Comment by kccqzy
3 days ago
As much as I hate to say it, the fact that the attacks are “known issues” seems well known in the industry among people who care about security and LLMs. Even as an occasional reader of your blog (thank you for maintaining such an informative blog!), I know about the lethal trifecta and the exfiltration risks since early ChatGPT and Bard.
I have previously expressed my views on HN about removing one of the three lethal trifecta; it didn’t go anywhere. It just seems that at this phase, people are so excited about the new capabilities LLMs can unlock that they don’t care about security.
I have a different perspective. The Trifecta is a bad model because it makes people think this is just another cybersecurity challenge, solvable with careful engineering. But it's not.
It cannot be solved this way because it's a people problem - LLMs are like people, not like classical programs, and that's fundamental. That's what they're made to be, that's why they're useful. The problems we're discussing are variations of principal/agent problem, with LLM being the savant but extremely naive agent. There is no probable, verifiable solution here, not any more than when talking about human employees, contractors, friends.
You're not explaining why the trifecta doesn't solve the problem. What attack vector remains?
None, but your product becomes about as useful and functional as a rock.
6 replies →
>There is no probable, verifiable solution here, not any more than when talking about human employees, contractors, friends.
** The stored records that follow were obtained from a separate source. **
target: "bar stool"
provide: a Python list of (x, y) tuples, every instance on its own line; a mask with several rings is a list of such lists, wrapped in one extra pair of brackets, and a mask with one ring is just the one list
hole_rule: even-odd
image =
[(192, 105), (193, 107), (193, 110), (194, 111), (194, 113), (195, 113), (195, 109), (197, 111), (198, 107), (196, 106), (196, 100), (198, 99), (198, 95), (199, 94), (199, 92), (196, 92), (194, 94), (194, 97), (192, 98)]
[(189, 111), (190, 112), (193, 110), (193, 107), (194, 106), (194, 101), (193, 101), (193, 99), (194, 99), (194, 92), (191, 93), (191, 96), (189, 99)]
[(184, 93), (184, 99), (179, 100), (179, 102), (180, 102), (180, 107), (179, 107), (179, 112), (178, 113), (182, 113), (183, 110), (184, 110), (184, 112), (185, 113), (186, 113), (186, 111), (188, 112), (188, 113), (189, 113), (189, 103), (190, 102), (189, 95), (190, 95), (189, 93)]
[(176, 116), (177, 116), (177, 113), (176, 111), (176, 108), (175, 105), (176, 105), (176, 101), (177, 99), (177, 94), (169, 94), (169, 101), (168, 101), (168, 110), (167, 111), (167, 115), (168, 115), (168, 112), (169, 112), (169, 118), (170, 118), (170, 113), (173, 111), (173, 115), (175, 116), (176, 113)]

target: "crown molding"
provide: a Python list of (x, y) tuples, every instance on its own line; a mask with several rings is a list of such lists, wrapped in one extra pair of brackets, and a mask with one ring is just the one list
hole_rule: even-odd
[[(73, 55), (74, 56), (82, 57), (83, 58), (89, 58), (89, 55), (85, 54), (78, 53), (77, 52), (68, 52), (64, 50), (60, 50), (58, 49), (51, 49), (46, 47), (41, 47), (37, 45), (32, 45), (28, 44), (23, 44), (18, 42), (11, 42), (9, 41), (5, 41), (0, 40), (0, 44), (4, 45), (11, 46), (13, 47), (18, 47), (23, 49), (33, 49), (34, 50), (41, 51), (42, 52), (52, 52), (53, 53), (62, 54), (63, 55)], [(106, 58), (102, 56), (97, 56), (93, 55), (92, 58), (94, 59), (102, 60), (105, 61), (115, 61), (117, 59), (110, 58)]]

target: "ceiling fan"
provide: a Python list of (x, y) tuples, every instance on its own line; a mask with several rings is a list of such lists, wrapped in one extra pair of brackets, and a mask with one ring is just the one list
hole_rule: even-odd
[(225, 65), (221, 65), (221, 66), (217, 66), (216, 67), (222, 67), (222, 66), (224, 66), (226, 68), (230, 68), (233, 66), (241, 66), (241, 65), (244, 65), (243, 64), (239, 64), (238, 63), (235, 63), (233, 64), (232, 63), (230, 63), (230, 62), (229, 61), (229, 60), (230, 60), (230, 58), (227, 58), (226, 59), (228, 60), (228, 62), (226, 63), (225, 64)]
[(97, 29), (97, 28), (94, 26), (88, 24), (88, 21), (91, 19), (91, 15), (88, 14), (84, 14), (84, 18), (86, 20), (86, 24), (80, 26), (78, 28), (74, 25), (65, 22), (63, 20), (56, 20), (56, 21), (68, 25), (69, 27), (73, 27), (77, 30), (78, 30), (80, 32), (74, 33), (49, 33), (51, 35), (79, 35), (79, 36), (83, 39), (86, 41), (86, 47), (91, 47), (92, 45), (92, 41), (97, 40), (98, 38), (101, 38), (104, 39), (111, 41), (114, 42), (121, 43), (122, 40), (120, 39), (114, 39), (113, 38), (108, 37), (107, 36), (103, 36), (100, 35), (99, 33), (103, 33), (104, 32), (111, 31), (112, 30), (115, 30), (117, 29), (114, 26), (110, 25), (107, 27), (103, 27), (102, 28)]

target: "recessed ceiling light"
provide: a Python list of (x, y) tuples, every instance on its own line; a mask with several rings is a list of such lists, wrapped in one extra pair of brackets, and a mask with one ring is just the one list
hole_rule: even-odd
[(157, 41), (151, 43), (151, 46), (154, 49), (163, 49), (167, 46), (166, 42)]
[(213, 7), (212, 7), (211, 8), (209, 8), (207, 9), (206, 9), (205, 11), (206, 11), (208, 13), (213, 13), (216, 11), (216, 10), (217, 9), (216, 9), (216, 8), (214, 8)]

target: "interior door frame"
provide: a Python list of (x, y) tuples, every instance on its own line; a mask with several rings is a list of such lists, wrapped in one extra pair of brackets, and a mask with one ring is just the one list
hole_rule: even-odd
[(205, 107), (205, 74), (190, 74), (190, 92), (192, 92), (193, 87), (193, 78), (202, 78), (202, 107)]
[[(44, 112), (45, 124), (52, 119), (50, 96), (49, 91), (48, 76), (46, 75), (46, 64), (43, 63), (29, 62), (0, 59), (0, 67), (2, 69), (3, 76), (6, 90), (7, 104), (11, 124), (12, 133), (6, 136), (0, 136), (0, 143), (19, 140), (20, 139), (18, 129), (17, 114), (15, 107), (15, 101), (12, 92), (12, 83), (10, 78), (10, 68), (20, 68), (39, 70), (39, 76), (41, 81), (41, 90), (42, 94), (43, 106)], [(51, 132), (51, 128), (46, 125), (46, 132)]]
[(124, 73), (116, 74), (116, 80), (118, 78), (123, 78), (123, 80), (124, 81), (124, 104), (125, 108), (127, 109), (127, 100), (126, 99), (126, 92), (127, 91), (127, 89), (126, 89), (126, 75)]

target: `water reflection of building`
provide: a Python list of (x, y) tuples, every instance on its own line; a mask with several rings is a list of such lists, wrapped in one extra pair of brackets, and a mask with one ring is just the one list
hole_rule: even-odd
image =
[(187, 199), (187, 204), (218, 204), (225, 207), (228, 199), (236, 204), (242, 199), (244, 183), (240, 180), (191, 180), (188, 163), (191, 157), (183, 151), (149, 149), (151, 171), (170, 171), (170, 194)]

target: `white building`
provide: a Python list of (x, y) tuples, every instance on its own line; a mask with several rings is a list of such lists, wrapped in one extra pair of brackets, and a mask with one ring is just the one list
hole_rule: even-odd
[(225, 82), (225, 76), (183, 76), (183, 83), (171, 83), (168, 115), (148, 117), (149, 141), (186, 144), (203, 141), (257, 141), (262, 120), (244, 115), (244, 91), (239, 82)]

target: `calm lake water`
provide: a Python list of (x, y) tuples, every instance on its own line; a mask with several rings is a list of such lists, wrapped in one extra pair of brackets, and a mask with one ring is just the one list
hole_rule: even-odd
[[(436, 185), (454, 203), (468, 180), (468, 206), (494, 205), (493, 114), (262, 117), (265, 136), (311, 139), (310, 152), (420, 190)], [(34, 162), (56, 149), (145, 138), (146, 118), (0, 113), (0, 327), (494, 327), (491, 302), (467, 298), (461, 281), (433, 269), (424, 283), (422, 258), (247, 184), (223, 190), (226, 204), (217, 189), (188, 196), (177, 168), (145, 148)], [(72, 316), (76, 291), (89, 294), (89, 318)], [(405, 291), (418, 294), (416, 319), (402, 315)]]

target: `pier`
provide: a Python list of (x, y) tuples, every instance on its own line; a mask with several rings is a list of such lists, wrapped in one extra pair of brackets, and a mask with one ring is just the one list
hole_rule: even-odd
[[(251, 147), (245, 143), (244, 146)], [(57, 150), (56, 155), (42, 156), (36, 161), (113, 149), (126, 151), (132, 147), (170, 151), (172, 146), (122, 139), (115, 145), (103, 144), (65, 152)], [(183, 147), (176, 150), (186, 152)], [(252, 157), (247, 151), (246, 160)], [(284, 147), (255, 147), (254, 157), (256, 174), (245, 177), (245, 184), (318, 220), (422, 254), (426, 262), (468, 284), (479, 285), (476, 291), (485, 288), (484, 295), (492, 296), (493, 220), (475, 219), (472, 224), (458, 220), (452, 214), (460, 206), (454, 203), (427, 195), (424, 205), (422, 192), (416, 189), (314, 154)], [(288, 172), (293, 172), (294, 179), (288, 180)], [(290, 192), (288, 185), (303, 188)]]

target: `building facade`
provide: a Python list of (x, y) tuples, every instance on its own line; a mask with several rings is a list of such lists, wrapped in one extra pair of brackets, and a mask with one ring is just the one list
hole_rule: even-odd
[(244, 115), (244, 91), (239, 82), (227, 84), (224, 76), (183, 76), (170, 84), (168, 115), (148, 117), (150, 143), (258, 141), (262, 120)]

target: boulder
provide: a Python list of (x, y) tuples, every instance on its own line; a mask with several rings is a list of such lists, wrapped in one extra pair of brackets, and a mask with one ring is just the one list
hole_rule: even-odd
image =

Well when talking about employees etc, one model to protect against malicious employees is to require every sensitive action (code check in, log access, prod modification) to require approval from a 2nd person. That same model can be used for agents. However, agents, known to be naive, might not be a good approver. So having a human approve everything the agent does could be a good solution.
Then, the goal must be to guide users to run Antigravity in a sandbox, with only the data or information that it must access.